Yumi and the Nightmare Painter | Brandon Sanderson

by | Sep 10, 2023 | Book Reviews

Yumi is a yoki-hijo, a priestess who can summon spirits by stacking towers of rocks. Painter is, well, a painter, whose job is to paint Nightmares (which have substance and try to feed on people in their sleep). When a spirit asks Yumi for help, she finds herself connected to Painter. Each time they wake up, they are in the other’s body. Together, they have to figure out what is wrong and how to rescue the spirit.

For those of you familiar with Sanderson, this is much heavier on the romance side of things than much of his work. While there is still a magical mystery to be solved, the romantic thread is a major part of the plot. It’s very different from a lot of his work: more dreamlike, a “softer” magic system, and more romance.

Now, I will say that this book is narrated by Hoid, so that is a slight learning curve for someone who is unfamiliar with Sanderson and doesn’t know who Hoid is.

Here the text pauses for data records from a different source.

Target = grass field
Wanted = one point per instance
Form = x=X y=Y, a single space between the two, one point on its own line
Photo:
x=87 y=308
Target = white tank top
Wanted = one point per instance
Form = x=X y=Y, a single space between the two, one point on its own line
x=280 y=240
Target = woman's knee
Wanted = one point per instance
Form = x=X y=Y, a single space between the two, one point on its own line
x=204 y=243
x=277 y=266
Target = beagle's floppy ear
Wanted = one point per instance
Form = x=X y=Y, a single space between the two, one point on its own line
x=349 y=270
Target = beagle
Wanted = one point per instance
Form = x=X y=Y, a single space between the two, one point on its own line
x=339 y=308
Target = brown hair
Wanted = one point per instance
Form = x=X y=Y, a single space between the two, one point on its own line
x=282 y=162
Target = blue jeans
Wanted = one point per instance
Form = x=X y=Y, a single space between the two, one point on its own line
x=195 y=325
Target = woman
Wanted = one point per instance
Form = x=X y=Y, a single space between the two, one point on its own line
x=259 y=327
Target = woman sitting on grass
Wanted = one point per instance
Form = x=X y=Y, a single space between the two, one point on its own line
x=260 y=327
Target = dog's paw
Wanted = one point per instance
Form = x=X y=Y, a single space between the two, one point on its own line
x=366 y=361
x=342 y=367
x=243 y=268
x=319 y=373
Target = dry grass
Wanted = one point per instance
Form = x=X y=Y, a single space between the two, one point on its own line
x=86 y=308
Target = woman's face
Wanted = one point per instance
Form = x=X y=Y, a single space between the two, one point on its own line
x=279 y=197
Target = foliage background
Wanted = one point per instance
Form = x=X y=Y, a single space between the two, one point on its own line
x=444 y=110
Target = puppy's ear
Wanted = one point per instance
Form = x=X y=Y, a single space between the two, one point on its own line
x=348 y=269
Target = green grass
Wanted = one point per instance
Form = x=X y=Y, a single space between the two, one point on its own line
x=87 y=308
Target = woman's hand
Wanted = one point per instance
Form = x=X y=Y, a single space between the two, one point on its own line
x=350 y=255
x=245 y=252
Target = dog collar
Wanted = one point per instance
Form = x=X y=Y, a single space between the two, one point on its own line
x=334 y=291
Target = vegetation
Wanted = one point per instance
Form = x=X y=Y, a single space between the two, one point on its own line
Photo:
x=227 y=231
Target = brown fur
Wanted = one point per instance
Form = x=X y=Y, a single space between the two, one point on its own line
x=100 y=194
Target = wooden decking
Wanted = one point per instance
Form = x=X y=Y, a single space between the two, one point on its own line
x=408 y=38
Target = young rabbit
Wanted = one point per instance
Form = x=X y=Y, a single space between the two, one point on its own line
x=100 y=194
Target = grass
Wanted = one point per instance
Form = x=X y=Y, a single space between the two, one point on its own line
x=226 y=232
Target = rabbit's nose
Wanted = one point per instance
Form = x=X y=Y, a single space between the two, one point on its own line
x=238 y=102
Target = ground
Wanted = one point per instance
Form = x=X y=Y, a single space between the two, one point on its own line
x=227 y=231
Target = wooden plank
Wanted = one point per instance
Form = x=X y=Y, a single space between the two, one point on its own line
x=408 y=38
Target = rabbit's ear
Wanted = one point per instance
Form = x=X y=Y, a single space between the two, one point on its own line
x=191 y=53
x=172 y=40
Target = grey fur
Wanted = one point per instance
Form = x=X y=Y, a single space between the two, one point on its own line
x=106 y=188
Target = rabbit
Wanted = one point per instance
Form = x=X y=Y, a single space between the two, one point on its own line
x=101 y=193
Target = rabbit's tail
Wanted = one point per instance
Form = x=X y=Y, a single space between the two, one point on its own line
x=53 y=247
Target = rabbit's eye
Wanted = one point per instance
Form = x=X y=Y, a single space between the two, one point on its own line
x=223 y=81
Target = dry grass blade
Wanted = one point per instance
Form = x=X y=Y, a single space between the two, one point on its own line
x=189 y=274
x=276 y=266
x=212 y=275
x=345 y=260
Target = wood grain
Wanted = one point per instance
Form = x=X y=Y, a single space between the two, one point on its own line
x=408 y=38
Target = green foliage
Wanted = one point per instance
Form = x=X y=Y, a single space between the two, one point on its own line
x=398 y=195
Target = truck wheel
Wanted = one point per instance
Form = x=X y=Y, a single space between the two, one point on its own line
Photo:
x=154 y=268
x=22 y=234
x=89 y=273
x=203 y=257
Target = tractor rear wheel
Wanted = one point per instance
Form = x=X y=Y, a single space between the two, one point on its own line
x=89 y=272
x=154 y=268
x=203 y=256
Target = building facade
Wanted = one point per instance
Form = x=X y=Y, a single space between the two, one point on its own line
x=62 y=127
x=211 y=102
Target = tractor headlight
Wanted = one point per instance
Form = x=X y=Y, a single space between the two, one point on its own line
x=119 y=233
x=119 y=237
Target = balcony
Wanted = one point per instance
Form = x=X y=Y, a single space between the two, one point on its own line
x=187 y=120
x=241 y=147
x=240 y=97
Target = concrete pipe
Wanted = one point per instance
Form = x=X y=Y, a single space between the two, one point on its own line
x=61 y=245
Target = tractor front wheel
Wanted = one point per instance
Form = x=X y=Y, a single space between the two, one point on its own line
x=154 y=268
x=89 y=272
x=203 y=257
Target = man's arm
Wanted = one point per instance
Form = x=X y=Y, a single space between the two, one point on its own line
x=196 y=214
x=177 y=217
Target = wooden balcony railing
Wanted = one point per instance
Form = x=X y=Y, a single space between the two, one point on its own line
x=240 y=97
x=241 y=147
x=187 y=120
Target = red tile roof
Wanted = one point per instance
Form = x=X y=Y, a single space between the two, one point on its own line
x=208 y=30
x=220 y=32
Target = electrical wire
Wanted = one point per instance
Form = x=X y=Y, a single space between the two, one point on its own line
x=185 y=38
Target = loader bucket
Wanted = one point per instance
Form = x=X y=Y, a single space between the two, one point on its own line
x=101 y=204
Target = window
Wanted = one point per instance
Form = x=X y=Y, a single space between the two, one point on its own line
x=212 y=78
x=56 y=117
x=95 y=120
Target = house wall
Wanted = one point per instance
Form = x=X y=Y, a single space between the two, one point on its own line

If I’m being honest, Hoid’s narration is not always my favorite. In the beginning of the book, his narration felt very heavy. It toned down as we got further into the book and we entered more of a deep third POV, with only occasional interjections by Hoid. Sometimes it was hard to tell if something was Hoid talking or the character’s thoughts, which I think is a major challenge of having a present semi-omniscient narrator while going slightly into another character’s POV. Anyway, his interjections were sometimes jarring and annoying. I got more used to it by the end, though, and it didn’t bother me as much.

Further, since it was a dual POV story (outside of Hoid, I mean) with one male and one female lead, the audiobook did the dual narrator thing that is typical for Sanderson’s (and many epic fantasy’s) books that change perspective. Usually I like this, but it felt weird to have a different narrator narrate half of it when it was still technically Hoid narrating, if that makes sense. It was fine, but just a little off-putting and pulled me out of the story a bit.

If you read the book, I’d be curious to hear your thoughts on the narration style!

Beyond that, there were a few parts of the plot that felt confusing and a bit unresolved at the end, but I won’t get into those to avoid spoilers. I still very much enjoyed the book, because I loved both of the main characters and their romance!

Content:

Sexual: PG-13 (barely sneaks in under R). There is only like 1 kissing scene, but two characters are naked in front of each other (kind of inadvertently) with sexual tension / undertones multiple times throughout the book. This is the biggest content warning for me. I think the situation was handled well-ish for what it was, but it still made me uncomfortable at times.

Violence: PG-13. Some dark, twisted, monster-type things. There isn’t really much human-on-human violence.

Language: PG-13. Some moderate swearing, but not too frequent.